One entertaining account is Alice Kaplan’s Dreaming in French (2012), on the junior years abroad of Jacqueline Bouvier Kennedy, Susan Sontag, and Angela Davis. All three young women found it a formative experience, though they were not there at the same time. Sontag explored the arcana of French philosophy, Davis of radical politics. Jackie Bouvier, exploring culture, lost her virginity in a French elevator (though it was to a fellow American; at least it wasn’t in the back of a Chevy at home). All three perfected their French. Kaplan explains, “France was the place where they could become themselves, or protect themselves from what they didn’t want to become, as products of their families, their societies.” Despite increasing freedoms everywhere for daughters, American parents still felt more comfortable sending their girls to Paris than, say, Cairo or Kirkuk.

All the same, today’s college graduates have considerably branched out. One of my daughters married a Frenchman (the engineer) and lives here in Paris, but my sons went to China and Japan to study; they speak Japanese and Mandarin, and married women who grew up in Asia.

There are nuances in our American attitude to France. Is there a tinge of envy of France’s long history and cultural norms, a note of malice and glee, of schadenfreude, in the ways the American press reports on strikes, fires, and floods, and anything else that seems to go wrong in France? Only envy could explain the patronizing gesture of Donald Trump brushing imaginary dandruff off Emmanuel Macron’s immaculate shoulder while taking in his military parade. But the bond and sympathy are real, and the American horror at the attack on Charlie Hebdo, or the fire in Notre Dame, was heartfelt.

We all have the hope that some other culture can fill in our shortcomings. Sciolino’s book and all the others contain in their encomiums the implicit wish, or hope, or recommendation that America could take France’s example and be better than it is. Henry Adams put his finger on it, writing in his autobiography, “Being in no way responsible for the French and sincerely disapproving them, he felt quite at liberty to enjoy to the full everything he disapproved. Stated thus crudely, the idea sounds derisive; but, as a matter of fact, several thousand Americans passed much of their time there on this understanding.”
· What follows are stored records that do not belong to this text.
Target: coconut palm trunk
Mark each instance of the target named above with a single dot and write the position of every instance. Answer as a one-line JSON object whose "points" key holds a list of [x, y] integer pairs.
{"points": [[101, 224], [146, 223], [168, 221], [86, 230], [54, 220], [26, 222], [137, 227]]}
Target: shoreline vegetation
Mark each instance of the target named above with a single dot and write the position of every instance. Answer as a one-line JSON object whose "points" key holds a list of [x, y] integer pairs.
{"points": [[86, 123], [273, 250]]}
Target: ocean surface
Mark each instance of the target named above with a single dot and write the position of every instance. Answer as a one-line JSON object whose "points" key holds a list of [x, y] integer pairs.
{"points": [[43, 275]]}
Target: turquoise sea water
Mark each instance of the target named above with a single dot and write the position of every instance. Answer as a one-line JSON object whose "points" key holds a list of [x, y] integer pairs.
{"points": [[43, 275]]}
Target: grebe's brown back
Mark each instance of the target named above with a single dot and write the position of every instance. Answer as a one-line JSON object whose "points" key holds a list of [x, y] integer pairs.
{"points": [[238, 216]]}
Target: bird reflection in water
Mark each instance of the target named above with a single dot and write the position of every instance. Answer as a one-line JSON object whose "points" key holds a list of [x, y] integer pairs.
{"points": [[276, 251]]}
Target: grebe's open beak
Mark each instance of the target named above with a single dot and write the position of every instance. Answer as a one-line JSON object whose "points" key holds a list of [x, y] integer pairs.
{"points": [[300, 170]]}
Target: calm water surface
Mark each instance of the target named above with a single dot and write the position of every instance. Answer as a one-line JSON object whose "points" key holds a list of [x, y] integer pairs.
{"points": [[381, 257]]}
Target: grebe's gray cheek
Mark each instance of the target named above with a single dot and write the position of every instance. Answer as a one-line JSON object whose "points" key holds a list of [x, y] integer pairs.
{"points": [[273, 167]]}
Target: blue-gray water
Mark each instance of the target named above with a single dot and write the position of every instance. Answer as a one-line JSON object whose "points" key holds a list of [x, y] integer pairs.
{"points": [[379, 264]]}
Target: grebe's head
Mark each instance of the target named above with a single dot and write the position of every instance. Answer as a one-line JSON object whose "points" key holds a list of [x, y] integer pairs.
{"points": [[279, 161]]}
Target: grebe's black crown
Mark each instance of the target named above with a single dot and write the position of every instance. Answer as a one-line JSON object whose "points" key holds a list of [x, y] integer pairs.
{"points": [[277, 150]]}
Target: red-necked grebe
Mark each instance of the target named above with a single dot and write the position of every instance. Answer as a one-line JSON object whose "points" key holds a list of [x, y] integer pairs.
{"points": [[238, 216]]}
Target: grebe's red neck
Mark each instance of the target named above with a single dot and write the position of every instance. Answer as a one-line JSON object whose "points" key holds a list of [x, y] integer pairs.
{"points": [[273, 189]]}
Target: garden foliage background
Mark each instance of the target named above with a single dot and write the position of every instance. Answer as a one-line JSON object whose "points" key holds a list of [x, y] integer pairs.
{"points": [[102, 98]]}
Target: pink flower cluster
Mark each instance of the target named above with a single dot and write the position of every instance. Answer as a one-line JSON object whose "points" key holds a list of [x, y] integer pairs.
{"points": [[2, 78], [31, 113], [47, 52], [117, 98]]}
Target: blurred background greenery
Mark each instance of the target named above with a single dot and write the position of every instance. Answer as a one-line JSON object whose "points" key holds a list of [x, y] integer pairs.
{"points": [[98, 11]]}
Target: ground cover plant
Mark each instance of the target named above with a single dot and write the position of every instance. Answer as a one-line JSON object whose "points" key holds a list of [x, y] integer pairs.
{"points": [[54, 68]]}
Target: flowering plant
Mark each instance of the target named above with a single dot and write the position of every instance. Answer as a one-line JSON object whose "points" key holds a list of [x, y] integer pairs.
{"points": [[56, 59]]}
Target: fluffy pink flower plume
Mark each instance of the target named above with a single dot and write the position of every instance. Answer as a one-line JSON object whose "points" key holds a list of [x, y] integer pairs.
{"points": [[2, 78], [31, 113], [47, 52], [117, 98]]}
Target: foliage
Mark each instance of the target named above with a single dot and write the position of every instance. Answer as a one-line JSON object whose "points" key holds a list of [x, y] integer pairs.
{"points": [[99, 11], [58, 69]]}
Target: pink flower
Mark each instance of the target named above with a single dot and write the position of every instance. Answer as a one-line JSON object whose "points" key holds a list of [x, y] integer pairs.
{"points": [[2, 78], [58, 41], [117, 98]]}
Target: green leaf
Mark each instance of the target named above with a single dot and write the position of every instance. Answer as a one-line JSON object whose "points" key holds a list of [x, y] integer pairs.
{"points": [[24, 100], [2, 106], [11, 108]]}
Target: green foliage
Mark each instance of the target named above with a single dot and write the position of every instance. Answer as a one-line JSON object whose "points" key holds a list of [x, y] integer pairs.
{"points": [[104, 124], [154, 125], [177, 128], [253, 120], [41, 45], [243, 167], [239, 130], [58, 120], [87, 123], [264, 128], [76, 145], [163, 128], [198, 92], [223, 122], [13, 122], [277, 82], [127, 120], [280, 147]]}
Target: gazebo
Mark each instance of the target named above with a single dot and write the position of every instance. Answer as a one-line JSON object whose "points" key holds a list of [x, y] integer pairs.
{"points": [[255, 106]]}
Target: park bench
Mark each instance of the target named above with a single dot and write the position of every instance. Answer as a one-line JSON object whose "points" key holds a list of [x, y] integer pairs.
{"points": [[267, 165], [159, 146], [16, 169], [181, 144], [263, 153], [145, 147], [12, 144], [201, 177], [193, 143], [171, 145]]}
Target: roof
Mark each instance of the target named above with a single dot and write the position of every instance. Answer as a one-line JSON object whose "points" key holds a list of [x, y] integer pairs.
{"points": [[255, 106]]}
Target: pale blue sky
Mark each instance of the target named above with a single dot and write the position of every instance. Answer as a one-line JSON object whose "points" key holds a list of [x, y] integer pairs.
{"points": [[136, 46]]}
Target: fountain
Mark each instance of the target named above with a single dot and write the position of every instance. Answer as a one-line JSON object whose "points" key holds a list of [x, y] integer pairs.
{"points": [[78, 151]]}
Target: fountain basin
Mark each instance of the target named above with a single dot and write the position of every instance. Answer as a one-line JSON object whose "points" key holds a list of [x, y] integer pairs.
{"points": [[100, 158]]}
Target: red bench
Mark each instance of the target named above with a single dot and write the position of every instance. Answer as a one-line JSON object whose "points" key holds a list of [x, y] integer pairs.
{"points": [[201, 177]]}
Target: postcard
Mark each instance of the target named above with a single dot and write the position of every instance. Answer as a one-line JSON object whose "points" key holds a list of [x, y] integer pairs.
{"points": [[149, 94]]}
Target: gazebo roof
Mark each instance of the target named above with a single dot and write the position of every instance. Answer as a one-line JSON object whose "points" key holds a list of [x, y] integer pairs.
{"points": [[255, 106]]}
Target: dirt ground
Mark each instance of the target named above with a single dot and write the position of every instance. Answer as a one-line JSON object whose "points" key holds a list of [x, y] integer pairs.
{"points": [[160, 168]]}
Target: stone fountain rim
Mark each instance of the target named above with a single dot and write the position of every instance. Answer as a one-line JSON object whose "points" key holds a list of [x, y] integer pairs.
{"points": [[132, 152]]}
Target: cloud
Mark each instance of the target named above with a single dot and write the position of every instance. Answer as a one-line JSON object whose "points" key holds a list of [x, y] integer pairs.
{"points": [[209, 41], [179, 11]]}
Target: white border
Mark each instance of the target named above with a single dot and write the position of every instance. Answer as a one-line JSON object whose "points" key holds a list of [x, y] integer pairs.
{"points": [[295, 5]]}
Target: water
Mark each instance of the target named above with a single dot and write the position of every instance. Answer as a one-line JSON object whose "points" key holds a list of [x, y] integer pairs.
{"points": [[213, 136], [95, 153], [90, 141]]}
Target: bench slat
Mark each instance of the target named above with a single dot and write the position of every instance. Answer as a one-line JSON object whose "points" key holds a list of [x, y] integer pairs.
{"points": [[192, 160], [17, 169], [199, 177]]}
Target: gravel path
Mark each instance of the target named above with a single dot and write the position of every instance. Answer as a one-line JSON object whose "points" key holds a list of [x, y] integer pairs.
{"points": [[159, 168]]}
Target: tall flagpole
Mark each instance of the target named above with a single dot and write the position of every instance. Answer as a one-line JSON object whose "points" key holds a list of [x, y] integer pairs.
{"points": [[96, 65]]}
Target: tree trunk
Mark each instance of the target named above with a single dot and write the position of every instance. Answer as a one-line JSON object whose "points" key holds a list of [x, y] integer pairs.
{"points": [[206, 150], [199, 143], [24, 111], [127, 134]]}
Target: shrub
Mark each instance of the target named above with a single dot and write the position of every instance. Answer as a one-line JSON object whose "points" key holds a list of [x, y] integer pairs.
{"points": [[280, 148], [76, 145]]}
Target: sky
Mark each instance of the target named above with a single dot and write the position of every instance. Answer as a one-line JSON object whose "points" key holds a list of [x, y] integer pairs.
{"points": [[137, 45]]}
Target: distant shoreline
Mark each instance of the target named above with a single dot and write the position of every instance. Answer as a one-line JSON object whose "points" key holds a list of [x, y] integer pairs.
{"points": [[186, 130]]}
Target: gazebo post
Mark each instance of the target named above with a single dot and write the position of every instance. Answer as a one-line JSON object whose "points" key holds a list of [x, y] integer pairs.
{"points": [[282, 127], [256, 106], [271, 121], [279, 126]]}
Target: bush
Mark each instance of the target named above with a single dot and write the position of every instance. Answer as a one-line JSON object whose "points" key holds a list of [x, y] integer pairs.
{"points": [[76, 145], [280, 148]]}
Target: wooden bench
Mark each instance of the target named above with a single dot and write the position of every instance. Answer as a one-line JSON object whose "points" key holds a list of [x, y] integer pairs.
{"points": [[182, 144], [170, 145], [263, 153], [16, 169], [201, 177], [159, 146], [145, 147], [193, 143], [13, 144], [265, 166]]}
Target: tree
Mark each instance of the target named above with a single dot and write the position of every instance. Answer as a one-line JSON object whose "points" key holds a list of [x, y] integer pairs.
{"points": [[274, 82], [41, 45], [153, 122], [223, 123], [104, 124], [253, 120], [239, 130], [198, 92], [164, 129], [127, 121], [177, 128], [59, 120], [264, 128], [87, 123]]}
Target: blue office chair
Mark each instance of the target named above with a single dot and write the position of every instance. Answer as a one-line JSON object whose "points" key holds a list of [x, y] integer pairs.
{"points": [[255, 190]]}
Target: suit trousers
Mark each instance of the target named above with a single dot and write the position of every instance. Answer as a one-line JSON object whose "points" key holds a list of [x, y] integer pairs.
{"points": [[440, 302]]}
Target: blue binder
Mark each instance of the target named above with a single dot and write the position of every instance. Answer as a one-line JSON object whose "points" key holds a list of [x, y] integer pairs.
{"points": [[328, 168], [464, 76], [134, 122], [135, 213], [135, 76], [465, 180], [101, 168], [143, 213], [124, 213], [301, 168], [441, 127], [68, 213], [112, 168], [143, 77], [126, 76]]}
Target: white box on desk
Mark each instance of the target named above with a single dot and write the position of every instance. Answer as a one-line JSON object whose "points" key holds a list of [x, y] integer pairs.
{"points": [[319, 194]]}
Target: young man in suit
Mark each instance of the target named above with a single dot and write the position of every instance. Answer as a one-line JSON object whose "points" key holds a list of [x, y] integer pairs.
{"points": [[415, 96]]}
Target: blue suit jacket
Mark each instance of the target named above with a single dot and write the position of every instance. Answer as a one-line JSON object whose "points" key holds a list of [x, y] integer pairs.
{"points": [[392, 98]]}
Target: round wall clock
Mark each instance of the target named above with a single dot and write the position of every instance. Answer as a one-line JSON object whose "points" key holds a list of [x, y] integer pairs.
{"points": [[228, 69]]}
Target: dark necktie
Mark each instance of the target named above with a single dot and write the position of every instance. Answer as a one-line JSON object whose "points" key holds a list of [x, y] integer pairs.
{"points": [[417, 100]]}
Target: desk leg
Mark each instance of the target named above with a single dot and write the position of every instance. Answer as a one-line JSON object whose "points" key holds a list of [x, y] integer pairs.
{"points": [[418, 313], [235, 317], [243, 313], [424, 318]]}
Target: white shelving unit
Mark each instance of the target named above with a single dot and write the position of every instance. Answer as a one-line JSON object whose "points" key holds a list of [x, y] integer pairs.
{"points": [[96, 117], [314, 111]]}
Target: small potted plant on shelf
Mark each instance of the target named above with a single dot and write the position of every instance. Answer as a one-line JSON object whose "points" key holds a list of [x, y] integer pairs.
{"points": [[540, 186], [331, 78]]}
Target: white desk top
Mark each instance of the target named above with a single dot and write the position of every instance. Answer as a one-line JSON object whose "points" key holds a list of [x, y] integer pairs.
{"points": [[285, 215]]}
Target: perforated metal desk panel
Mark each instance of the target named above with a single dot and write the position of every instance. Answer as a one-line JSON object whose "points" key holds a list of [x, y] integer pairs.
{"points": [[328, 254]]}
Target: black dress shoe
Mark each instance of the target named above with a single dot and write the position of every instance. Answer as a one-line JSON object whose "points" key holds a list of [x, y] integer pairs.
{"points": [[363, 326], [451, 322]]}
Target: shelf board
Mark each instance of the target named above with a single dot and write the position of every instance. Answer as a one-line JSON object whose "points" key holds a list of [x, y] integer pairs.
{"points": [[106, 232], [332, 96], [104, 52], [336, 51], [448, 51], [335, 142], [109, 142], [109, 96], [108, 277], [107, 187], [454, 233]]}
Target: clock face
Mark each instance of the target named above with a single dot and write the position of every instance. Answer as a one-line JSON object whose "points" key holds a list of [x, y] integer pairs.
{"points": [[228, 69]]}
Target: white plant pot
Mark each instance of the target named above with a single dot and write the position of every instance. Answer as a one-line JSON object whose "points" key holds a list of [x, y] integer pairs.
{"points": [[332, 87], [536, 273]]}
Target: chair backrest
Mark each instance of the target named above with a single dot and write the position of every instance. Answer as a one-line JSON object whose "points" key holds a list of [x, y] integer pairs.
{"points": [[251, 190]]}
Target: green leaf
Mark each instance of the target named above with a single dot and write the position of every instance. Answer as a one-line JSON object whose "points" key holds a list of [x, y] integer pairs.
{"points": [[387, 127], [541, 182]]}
An American living in Paris, I have found, never becomes French but instead even more American than before, perhaps more conscious than Americans at home of our national qualities and shortcomings. When I think of my own future without my companion of fifty years, do I see myself as an American citizen in good standing in the undeniably beautiful San Francisco, or as a foreigner here, in a creaking seventeenth-century apartment, where I can walk along the river to the movies and don’t need a car? It’s the dilemma that keeps me awake at night, though I think I know the answer.


An earlier version of this article misidentified the travel writer who wrote about the Mississippi.